Nowhere else in New England was there such a profitable trade in furs as at Koussinoc. In five years the Pilgrims shipped to England 12,500 pounds of beaver, besides other furs. Beaver was so abundant that it came to be used as a sort of currency in Maine. People would say, such a thing is worth so many beaver skins, and payment would be made in them for work done or for goods purchased.

So the Pilgrims prospered on the Kennebec. They paid in full the debt of the colony to the Lon-don Merchants and all its other debts. After about a dozen years. Governor Bradford and his associates, like the honest men that they were, deeded the land occupied by the Plymouth colony and the Kennebec tract as well, to the freemen of New Plymouth. But the same men who had been managing the trading-post at Koussinoc kept on doing so, leasing the trading privilege from year to year. For more than thirty years trade was carried on by Plymouth men at Koussinoc on the Kennebec to the great profit of the colony. Then came hard times in the fur trade, the Indians learned something about the value of their furs, and that a handful of corn or a string of shell beads was not enough for them. Other traders competed with the Pilgrims, who finally got tired of carrying on at so great a distance from home a business that had become unprofitable. So, in 1661, the colony of New Plymouth sold its tract of Kennebec land to certain men of Massachusetts Bay Colony.

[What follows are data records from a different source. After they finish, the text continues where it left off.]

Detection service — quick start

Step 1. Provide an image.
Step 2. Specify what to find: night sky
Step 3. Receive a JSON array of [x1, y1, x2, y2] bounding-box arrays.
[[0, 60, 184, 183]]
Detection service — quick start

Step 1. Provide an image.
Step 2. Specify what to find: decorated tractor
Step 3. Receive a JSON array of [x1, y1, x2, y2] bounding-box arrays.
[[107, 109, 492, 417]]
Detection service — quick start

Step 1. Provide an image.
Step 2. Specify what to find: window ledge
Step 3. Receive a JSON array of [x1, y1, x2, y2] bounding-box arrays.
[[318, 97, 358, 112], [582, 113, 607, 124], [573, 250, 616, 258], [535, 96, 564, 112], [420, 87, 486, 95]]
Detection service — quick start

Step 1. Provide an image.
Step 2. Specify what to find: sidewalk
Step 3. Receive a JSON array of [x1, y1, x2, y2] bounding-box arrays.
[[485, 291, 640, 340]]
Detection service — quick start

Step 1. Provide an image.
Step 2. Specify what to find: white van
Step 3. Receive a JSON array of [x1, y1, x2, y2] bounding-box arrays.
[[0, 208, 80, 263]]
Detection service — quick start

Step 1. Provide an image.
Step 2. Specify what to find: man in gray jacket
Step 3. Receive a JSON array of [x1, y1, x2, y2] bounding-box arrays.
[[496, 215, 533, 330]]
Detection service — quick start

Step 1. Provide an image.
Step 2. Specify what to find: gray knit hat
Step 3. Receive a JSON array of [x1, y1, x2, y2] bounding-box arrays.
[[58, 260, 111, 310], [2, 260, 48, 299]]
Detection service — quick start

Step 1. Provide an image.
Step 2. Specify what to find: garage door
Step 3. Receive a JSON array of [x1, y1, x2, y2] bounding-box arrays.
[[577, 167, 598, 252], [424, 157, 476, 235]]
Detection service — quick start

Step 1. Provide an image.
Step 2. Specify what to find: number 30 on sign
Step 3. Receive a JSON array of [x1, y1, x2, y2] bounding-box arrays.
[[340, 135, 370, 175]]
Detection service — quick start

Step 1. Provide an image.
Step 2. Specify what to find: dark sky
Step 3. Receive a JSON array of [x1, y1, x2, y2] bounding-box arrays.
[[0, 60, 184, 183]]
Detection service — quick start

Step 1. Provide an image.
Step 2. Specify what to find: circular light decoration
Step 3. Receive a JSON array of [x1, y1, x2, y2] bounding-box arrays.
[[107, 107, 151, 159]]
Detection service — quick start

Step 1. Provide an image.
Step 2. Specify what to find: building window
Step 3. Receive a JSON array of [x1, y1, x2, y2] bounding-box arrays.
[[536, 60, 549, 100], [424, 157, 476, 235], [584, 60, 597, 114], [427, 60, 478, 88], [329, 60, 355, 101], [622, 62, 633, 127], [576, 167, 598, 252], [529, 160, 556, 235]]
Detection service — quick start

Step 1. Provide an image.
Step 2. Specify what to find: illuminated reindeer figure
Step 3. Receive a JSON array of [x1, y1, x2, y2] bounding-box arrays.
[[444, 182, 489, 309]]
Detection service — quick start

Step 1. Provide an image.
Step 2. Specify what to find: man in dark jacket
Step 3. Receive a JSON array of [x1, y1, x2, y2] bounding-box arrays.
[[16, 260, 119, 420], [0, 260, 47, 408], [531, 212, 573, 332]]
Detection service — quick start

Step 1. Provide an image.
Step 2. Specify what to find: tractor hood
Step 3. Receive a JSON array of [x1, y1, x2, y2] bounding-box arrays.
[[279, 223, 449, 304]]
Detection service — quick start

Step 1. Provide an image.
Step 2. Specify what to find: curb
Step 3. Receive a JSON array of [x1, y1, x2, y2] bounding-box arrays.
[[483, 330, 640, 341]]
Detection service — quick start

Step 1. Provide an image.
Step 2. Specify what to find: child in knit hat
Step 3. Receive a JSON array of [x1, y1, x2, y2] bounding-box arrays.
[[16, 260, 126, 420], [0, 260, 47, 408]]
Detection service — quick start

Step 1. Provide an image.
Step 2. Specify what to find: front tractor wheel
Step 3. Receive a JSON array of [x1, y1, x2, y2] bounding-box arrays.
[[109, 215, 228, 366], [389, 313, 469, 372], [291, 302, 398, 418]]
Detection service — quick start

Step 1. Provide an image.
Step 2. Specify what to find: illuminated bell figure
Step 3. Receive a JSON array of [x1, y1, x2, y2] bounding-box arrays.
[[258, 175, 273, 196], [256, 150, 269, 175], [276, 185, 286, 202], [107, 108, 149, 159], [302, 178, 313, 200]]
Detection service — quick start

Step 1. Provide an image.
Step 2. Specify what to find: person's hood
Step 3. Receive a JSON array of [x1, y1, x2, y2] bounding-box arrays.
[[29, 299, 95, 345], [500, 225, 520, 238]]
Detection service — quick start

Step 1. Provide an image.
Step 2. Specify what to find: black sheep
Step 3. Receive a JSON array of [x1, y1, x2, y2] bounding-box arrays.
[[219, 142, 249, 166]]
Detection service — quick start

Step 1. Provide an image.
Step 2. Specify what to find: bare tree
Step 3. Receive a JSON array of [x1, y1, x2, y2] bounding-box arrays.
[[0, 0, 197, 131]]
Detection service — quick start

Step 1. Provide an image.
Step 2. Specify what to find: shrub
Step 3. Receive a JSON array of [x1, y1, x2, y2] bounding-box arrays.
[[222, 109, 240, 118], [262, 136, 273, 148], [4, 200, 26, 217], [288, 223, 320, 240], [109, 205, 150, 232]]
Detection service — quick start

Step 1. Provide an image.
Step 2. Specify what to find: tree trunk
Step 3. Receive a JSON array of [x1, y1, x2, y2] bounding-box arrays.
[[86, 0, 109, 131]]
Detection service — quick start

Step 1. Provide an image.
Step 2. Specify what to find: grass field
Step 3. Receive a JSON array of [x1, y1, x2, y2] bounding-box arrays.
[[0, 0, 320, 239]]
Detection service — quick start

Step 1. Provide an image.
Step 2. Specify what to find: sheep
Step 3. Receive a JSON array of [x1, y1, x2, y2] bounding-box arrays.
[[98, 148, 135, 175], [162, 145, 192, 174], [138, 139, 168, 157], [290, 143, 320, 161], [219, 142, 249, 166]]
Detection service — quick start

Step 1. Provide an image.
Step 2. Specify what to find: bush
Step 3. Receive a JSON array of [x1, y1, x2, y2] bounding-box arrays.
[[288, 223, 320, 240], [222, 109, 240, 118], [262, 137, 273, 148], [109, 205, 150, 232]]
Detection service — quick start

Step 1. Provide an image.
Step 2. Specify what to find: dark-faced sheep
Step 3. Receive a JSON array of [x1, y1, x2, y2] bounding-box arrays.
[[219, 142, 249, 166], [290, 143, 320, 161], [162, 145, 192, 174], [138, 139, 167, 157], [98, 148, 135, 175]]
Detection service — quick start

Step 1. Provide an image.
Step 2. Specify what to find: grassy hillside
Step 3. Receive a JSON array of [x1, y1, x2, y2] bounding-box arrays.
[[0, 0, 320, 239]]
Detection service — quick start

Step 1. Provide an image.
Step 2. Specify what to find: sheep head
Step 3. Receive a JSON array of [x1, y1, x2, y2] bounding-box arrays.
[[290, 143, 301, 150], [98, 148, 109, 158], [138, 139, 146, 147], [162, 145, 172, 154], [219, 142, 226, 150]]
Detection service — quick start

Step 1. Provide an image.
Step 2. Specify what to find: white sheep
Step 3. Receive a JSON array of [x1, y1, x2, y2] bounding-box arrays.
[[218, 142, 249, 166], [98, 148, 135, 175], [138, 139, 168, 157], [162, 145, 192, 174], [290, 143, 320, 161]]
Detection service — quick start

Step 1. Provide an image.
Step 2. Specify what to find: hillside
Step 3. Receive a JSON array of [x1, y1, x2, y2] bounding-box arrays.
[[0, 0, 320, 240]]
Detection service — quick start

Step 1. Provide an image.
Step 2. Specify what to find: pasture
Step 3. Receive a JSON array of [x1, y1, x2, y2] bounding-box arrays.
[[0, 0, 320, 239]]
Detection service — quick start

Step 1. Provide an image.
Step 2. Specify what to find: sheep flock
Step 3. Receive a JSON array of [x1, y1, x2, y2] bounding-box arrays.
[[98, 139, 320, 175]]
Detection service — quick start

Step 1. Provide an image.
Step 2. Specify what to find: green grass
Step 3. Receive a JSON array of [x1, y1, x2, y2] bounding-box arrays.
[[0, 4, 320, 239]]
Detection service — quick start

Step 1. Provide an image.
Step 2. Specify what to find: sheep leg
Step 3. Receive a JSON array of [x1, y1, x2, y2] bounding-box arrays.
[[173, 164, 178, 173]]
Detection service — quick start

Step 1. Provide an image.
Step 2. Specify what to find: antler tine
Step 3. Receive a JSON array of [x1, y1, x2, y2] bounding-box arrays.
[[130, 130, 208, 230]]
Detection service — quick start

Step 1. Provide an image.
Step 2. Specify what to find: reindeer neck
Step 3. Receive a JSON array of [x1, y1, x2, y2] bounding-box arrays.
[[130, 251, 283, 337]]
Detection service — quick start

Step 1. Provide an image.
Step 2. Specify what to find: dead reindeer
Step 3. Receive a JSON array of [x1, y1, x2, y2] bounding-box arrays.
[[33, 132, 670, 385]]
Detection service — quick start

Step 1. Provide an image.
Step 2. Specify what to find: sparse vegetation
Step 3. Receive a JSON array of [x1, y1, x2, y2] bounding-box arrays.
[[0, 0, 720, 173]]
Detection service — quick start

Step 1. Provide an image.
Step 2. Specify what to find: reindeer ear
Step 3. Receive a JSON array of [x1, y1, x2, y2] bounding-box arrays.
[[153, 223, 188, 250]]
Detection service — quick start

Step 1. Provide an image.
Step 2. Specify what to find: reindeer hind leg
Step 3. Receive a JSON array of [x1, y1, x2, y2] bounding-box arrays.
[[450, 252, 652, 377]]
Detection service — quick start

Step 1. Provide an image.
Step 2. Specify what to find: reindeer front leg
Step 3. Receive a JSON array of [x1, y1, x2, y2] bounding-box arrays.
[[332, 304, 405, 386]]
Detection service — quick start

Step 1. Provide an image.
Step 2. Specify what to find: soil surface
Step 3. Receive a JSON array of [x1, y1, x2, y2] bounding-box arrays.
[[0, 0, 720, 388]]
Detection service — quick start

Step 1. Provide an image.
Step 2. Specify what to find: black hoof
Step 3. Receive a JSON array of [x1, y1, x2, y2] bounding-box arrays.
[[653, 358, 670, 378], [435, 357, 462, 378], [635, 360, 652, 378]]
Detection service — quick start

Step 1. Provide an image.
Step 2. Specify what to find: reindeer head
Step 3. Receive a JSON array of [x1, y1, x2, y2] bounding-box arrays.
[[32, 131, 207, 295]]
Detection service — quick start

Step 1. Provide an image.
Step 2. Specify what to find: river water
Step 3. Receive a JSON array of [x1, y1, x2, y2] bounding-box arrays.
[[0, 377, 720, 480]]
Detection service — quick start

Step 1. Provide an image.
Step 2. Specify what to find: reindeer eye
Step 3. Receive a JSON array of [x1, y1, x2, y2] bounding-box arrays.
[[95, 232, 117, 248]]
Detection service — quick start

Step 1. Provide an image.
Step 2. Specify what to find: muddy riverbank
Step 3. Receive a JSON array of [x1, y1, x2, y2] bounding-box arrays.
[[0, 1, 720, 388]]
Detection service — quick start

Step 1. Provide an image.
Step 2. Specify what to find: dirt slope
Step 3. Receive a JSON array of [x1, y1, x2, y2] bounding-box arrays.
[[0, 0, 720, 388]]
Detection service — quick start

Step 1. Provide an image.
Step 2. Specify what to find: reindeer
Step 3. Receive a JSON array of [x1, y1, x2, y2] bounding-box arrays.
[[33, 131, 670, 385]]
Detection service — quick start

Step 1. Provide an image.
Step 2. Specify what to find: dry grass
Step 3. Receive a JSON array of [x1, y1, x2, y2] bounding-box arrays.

This finishes the story of the Pilgrim Fathers on the Kennebec. The new owners did not carry on the trading-post and its buildings fell into decay. Indian wars arose, cruel and long; and for well-nigh a century the Kennebec valley was deserted by white men. The Indian village also was abandoned, and the forest grew over the ground where the Indian and the Pilgrim had lived as neighbors and traded with each other. For many years the spot was marked, as one looked upon it from the river, by the lower tree growth on the shore. Then, as the trees grew bigger and higher, the last trace of the Pilgrims vanished. Nothing was left to tell the story of how on these shores had walked the famous men of Plymouth, Winslow and Standish, Alden and Bradford, who here worked out the salvation and built up the prosperity of their colony. But I think the more ancient pines and birches, which remembered the older days, sometimes whispered to one another tales of the Indian village and the trading-house, and of Indian mothers crooning lullabies to their babies while the braves dickered in beaver and wampum with the white-faced strangers.

It came to pass after very nearly a hundred years, when the Indian wars were about over, that the descendants of the purchasers of the land on the Kennebec formed a company, and induced settlers to come up the river, and to clear farms and make homes upon its banks. A fort was built on the spot where the old Plymouth trading-house had stood, and in the course of years a beautiful village grew up at that place. The capital city of the State of Maine stands on land that the Pilgrim Fathers once owned, and covers the very ground where for so long a time they carried on a successful trade, and in that way saved from ruin their colony of New Plymouth.